Re: [PATCH 06/10] ALSA: axd: add basic files for sending/receiving axd cmds

From: Qais Yousef
Date: Thu Aug 27 2015 - 11:40:20 EST

On 08/26/2015 08:16 PM, Mark Brown wrote:
On Mon, Aug 24, 2015 at 01:39:15PM +0100, Qais Yousef wrote:

+int axd_cmd_set_pc(struct axd_cmd *cmd, unsigned int thread, unsigned long pc)
+ if (thread >= THREAD_COUNT)
+ return -1;
Return sensible error codes please.


+unsigned long axd_cmd_get_datain_address(struct axd_cmd *cmd)
+ struct axd_dev *axd = container_of(cmd, struct axd_dev, cmd);
+ return (unsigned long) axd->buf_base_m;
What's going on with these casts?

As with the other cases. buf_base_m is void * __iomem but we want to do some arithmatic to help AXD start up and understand where it needs to run.
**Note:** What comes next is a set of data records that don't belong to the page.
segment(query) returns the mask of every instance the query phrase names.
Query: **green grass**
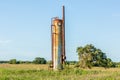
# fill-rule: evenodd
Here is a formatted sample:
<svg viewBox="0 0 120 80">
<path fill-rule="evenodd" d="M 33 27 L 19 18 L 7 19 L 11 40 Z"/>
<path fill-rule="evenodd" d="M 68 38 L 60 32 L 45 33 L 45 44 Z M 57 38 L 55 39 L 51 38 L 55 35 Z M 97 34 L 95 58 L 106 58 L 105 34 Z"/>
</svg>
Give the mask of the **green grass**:
<svg viewBox="0 0 120 80">
<path fill-rule="evenodd" d="M 0 80 L 120 80 L 120 68 L 52 71 L 47 65 L 0 64 Z"/>
</svg>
I agree they don't look nice and if I can avoid them I'd be happy to do so.

+static inline void axd_set_flag(unsigned int *flag, unsigned int value)
+ *flag = value;
+ smp_wmb(); /* guarantee smp ordering */
+static inline unsigned int axd_get_flag(unsigned int *flag)
+ smp_rmb(); /* guarantee smp ordering */
+ return *flag;
Please use a normal locking construct rather than hand rolling
something, or alternatively introduce new generic operations. The fact
that you're hand rolling these things that have no driver specific
content is really worrying in terms of their safety.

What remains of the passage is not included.